Her, her death itself was probably the least upsetting. She was. She went very peacefully. I was holding her hand at the time and I’m convinced I felt the spirit pass, sort of. But the experience wasn’t what I expected. I would tend to talk and words that we use. You know people “slip away”. It tends to suggest something gentle, slow, almost wave like. It wasn’t. It [clap], it was a very sudden terrific, ‘whoosh’. It’s not at all what I’d expected. And it was. And I was holding her hand and it was. It wasn’t an electrical shock but it was akin to it. It was a jolt.
And a movement like that. Now my daughter was standing at the foot of the bed at the time and the way I reacted. I didn’t have to tell it. She knew exactly the way I jumped what had happened and she was on her heels. Yeah.
They, they were, the hospital they were a little bit unsure whether she was asleep or whether she was unconscious or. It was in that, you know the pulse was so weak.
Was she awake beforehand, was she unconscious at all?
Yes I would say so.
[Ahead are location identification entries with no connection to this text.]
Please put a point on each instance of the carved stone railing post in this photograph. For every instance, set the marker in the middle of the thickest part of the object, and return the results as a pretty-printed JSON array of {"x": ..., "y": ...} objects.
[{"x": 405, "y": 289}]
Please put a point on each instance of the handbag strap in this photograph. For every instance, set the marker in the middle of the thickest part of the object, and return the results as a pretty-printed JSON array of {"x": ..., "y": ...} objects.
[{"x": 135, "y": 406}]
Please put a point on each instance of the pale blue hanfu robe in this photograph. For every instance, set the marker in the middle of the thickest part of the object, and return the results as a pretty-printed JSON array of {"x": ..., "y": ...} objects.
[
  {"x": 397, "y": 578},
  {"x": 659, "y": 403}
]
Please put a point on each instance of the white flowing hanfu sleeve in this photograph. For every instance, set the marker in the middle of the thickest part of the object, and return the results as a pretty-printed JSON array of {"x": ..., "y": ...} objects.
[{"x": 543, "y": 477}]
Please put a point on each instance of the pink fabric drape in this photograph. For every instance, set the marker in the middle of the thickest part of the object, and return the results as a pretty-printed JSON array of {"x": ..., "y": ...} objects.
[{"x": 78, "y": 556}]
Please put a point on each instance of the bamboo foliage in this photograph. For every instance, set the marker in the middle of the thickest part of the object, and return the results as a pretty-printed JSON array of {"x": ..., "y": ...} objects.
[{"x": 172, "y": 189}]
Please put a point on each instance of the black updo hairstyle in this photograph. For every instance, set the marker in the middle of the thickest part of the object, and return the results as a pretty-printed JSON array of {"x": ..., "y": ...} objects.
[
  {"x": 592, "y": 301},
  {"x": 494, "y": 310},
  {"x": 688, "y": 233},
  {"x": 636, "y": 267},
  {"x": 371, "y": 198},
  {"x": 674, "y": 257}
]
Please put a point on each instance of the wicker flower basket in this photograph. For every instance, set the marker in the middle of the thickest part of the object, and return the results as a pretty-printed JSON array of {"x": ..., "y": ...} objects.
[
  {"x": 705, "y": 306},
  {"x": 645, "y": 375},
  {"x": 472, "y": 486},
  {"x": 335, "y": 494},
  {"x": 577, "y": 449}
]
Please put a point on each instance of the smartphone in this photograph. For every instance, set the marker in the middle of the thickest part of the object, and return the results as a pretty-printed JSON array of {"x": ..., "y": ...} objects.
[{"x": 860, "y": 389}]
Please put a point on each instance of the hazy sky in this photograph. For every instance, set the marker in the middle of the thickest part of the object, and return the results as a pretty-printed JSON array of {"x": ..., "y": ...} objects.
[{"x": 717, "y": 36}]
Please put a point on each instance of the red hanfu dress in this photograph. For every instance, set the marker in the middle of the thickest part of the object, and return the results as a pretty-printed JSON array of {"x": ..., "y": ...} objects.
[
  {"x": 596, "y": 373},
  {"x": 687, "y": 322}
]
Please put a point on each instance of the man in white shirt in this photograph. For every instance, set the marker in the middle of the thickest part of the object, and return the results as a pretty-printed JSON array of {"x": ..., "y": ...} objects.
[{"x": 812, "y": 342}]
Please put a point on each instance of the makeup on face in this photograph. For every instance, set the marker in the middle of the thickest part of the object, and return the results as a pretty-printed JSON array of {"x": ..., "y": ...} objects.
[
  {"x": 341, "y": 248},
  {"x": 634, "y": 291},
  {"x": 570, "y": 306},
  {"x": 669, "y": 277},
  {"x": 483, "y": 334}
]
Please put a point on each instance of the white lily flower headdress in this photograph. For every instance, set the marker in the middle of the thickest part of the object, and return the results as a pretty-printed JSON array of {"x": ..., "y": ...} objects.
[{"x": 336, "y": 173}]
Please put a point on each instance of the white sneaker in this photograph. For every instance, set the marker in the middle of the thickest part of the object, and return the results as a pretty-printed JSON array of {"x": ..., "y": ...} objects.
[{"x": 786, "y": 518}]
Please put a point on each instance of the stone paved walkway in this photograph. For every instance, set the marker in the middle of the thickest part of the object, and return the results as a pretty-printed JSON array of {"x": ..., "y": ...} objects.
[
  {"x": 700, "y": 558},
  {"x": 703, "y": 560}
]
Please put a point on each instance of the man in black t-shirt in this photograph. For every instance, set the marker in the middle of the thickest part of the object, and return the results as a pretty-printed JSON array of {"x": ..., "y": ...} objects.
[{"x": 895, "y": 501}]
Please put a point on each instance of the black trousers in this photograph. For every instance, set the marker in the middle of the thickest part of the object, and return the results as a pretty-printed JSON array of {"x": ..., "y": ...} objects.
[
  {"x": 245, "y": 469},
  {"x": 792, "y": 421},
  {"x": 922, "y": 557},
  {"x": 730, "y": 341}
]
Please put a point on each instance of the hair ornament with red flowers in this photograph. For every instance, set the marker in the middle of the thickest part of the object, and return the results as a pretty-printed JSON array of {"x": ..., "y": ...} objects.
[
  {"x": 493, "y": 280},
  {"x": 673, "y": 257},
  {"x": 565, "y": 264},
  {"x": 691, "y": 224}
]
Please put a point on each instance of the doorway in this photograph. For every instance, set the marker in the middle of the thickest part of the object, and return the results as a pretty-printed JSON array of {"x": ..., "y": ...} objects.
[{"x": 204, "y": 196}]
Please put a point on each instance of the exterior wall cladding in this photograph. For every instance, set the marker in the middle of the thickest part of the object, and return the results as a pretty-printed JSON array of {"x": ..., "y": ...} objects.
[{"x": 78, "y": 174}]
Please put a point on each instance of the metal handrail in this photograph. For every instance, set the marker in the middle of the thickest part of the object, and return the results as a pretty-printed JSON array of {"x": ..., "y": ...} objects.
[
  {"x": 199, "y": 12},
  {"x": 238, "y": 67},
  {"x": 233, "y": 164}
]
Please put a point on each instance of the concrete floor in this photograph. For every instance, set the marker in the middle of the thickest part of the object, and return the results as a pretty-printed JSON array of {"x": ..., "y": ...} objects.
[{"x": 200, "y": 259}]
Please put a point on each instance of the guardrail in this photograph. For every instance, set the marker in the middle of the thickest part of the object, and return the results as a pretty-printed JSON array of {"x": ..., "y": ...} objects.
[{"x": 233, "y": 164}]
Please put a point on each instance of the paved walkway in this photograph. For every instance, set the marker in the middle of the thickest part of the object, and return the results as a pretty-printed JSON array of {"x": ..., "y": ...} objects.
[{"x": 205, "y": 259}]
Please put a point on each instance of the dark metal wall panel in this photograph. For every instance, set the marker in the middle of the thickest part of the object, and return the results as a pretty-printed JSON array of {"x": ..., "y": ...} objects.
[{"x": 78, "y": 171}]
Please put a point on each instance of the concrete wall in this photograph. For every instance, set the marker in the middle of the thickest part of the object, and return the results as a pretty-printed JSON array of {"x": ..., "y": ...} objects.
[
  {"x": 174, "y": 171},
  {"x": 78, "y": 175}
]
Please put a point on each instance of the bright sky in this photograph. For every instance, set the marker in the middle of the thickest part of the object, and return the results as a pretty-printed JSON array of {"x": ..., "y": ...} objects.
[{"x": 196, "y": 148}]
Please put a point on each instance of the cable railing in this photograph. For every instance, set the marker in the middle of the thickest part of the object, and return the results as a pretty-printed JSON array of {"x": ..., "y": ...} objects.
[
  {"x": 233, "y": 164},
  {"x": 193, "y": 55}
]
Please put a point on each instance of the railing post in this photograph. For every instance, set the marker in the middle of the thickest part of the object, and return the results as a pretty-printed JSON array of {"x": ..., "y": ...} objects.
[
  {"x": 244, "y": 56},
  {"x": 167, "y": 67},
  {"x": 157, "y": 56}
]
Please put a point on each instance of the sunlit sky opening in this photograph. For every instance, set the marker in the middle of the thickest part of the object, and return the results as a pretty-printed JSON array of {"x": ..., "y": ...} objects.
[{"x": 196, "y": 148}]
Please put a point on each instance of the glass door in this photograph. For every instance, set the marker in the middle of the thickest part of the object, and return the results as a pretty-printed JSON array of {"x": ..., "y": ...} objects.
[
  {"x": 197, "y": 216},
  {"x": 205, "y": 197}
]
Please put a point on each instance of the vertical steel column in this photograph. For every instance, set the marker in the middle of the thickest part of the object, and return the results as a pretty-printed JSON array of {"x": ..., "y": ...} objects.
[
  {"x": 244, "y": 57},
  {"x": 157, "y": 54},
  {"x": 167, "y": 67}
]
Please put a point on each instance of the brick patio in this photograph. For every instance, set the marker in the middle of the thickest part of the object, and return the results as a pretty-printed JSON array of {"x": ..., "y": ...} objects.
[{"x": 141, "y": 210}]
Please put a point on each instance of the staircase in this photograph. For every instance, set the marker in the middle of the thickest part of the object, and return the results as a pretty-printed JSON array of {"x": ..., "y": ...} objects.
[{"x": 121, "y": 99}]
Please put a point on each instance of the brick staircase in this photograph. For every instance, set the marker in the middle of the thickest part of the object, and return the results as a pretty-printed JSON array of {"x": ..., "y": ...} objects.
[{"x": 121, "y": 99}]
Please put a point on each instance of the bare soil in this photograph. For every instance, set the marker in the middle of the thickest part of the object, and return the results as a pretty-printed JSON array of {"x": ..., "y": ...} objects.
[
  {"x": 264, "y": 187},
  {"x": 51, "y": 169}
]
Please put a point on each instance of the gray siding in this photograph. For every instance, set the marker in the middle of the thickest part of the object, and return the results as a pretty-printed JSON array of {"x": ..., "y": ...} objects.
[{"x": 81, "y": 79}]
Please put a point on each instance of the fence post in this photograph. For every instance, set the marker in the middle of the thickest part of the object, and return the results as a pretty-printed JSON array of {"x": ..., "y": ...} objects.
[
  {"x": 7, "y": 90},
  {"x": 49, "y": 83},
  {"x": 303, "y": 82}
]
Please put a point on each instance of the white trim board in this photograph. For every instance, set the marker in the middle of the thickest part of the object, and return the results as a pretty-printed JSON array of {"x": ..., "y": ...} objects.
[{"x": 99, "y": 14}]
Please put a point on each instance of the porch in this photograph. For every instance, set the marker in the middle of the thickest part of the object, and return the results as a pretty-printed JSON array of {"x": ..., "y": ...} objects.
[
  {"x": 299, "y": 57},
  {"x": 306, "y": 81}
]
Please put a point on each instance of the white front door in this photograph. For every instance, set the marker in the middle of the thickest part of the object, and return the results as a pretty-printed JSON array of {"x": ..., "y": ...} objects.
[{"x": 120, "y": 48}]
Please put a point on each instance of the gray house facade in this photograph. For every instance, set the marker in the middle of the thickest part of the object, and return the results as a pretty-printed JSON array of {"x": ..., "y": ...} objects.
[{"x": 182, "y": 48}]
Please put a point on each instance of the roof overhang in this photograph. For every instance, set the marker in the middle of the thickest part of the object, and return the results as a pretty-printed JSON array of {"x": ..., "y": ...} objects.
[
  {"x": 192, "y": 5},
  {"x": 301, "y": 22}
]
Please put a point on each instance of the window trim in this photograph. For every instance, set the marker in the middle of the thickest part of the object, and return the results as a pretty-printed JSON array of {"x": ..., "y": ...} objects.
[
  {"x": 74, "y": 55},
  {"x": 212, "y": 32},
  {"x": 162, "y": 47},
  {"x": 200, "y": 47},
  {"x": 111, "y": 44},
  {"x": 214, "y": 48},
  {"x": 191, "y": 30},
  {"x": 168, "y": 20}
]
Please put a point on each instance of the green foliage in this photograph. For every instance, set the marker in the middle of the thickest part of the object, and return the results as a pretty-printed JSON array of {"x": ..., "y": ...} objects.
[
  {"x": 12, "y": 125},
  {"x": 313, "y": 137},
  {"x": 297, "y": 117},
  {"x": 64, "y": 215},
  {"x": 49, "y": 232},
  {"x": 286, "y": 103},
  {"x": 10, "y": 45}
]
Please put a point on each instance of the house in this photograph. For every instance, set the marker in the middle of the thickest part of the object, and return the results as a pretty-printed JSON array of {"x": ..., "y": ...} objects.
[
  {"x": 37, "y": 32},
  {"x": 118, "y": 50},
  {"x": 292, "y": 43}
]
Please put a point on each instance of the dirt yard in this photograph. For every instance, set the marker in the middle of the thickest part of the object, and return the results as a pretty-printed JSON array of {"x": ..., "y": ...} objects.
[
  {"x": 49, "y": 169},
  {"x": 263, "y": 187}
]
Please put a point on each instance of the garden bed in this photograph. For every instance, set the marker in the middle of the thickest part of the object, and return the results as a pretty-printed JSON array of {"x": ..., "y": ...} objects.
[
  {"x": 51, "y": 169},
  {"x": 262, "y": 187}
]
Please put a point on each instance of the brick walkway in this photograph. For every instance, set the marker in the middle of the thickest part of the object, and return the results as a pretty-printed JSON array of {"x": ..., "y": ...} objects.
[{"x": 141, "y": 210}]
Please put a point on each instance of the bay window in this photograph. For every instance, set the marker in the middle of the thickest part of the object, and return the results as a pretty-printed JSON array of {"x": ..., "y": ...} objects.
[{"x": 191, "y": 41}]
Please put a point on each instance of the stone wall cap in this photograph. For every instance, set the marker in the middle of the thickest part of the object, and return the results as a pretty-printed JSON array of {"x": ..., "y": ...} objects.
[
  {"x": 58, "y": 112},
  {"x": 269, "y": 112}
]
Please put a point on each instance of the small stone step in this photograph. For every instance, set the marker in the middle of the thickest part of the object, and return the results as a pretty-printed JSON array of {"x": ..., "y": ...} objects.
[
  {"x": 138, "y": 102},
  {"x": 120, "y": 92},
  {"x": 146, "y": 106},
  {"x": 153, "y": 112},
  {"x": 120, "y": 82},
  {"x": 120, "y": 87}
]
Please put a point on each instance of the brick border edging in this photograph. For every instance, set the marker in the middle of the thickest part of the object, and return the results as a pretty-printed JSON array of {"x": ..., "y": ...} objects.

They were monitoring her pulse but I realised that they, after this they came back and said, “Oh no I can feel her pulse”. I said, “No, you can’t. What you’re feeling is the ventilator”. I knew she’d gone. Yeah.
I wanted to ask you about how the, the way the health services had dealt with her death and the way she, the way she died. Had that been the best way that…
No problems there. They just. Everybody just backed off. I think one of the doctors came in and sort of said, you know, what do we want and what do we need and all the rest of it and, and a little nurse came in. Probably unofficially but you, you can’t live in a hospital chair for a couple of weeks and not build sort of relationships with people. And she just came in to give her sympathies, support and… No I think, I think at that moment in time they need to stop being professionals and be human beings.